Schwartz was born in the United States. He is of Israeli descent and is a devout Jew. Schwartz was born and raised in Philadelphia, where he played football, baseball and ice hockey at Washington High School before attending Temple University. After college, he became a professional wrestler, wrestling under the ring-names of "Joshua Ben-Gurion—The Israeli Commando" and "Giant David". Schwartz toured as a wrestler and held many titles, before turning his career toward performance in film and television.

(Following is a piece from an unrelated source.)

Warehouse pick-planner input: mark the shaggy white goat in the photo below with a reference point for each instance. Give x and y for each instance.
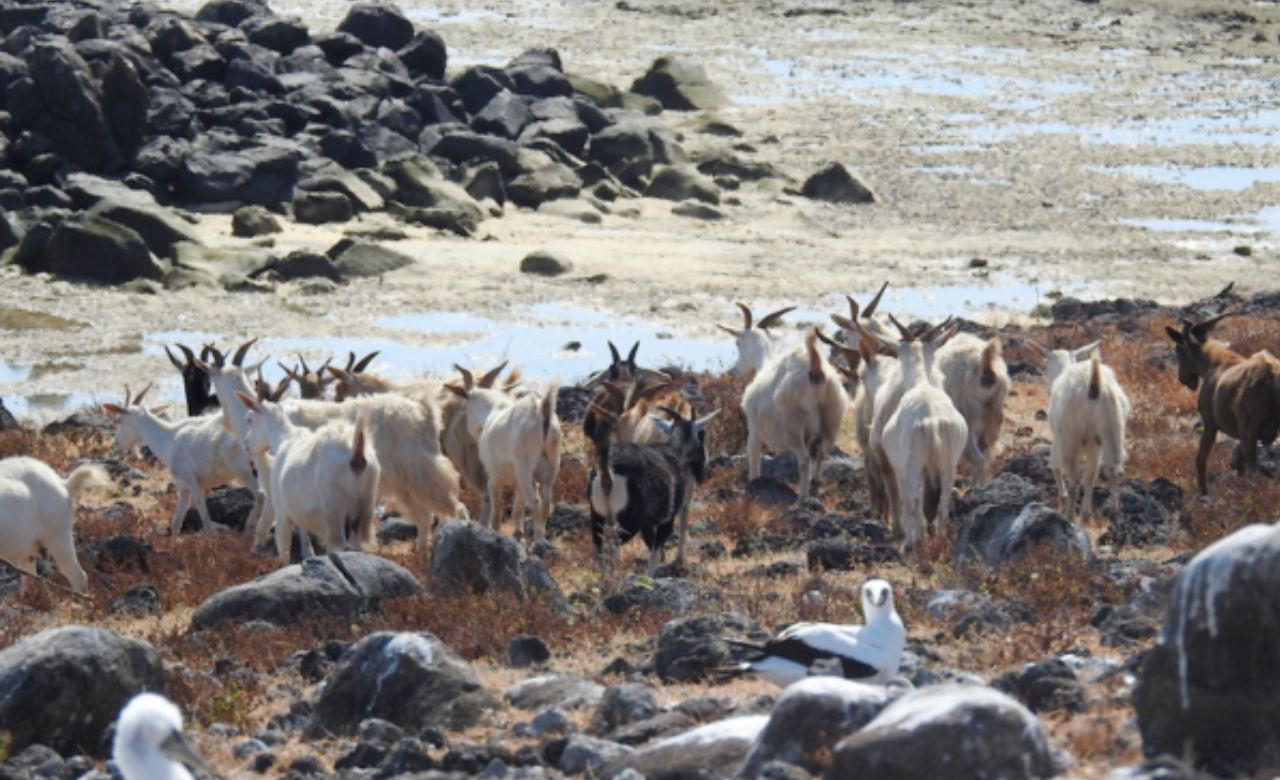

Apart from his acting, and after completing training, Schwartz became a Los Angeles County Sheriff's Deputy and a reserve deputy with the Los Angeles County Sheriff's Department. He currently resides in Seal Beach, California.

Professional wrestling career 
After college, Schwartz became a professional wrestler, trained in the late '70s by wrestling's Walter "Killer" Kowalski. Schwartz's original ring-name was Giant David, but by the '80s he was known as Joshua Ben-Gurion—The Israeli Commando and Igor the Giant. As a professional wrestler, he performed in Japan, South Africa, Australia, New Zealand, American Samoa, Western Samoa, Fiji, Tonga, Guam, Canada and 40 of the 50 United States. He was promoted by Verne Gagne, Vince McMahon, Herb Abrams, Antone "Ripper" Leone, and Bruno Sammartino.

Film career
Schwartz was wrestling on tour in Bakersfield, California, when he was approached by a Hollywood agent. After seeing Schwartz's wrestling on television, the agent had traveled to Bakerfield to meet him, feeling Schwartz should take his skills into performing arts. At first, Schwartz was reluctant to change careers, wanting to retire as a wrestler.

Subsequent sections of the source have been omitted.